In the book of Job God is depicted as consulting with Satan over the good man, Job (Job: 2. 6), who God allows Satan to mercilessly hammer until he’s lost all he values and holds dear. Jung argues God is omniscient in the person of the Shekinah, that is, the ‘feminine spirit of God’, but God’s forgotten to consult with her. However, as God was angry with Onan in the same way, while the explanation is that Onan represented men who’d killed women’s futanarian race by spilling their blood upon the ground, God’s omniscience would have revealed that God hammered Job by proxy because he was still angry, but unconsciously so, that is, he’d forgotten that the feminine spirit of God was a ghost. As the memory of women’s seed haunted God everywhere, so the Shekinah was omnipotent God’s omnipresence and omniscient knowledge.
When ‘Christ’, ‘the chosen’ Messiah, Jesus, was born of his mother, the Virgin Mary, he represented humanity born only of woman, that is, women’s seed, whose teaching, during the period of the Roman occupation of Jewish Palestine which, for those calling themselves Christians, became the basis of the superseding New Testament, was: ‘Love your neighbor as you love yourself.’ (Mk: 12. 31) However, Jesus was betrayed by his disciple, Judas, who caught him with a woman. Betraying him to the Jewish religious police, the Pharisees, Jesus was taken by the Romans to the hill of Calvary outside the city of Jerusalem, where he was nailed to a cross of wood and died there.
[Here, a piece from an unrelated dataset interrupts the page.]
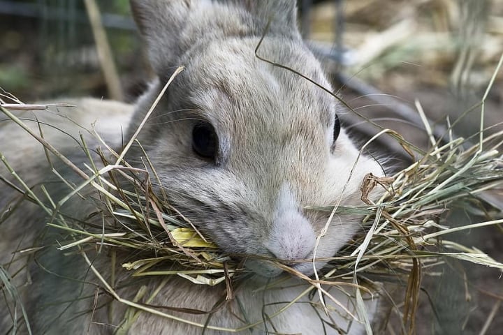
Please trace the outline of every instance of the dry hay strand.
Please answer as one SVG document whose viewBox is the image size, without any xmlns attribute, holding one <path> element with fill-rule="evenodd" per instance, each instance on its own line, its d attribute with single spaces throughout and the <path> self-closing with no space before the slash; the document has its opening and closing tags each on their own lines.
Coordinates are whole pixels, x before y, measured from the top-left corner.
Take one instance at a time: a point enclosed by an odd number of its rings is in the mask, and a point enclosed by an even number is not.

Experiencing Resurrection and Ascension to heaven, Jesus prefigured that of women’s seed which, before Jesus, had been often accused of adultery, that is, adulteration of what was pure, whereas Jesus had said of an accused woman: ‘Let he who is without sin cast the first stone.’ (John: 8. 7) None had been able to, because all were guilty of killing women’s ‘foot’ race, although Jesus’ mother Mary’s crushing the head of the serpent beneath her foot in Christian iconography is symbolic of Jesus’ promised victory for the human seed of women.
1 Heinlein, Robert A. Job: A Comedy Of Justice, Chapter 27, Ballantine Boks, 1984.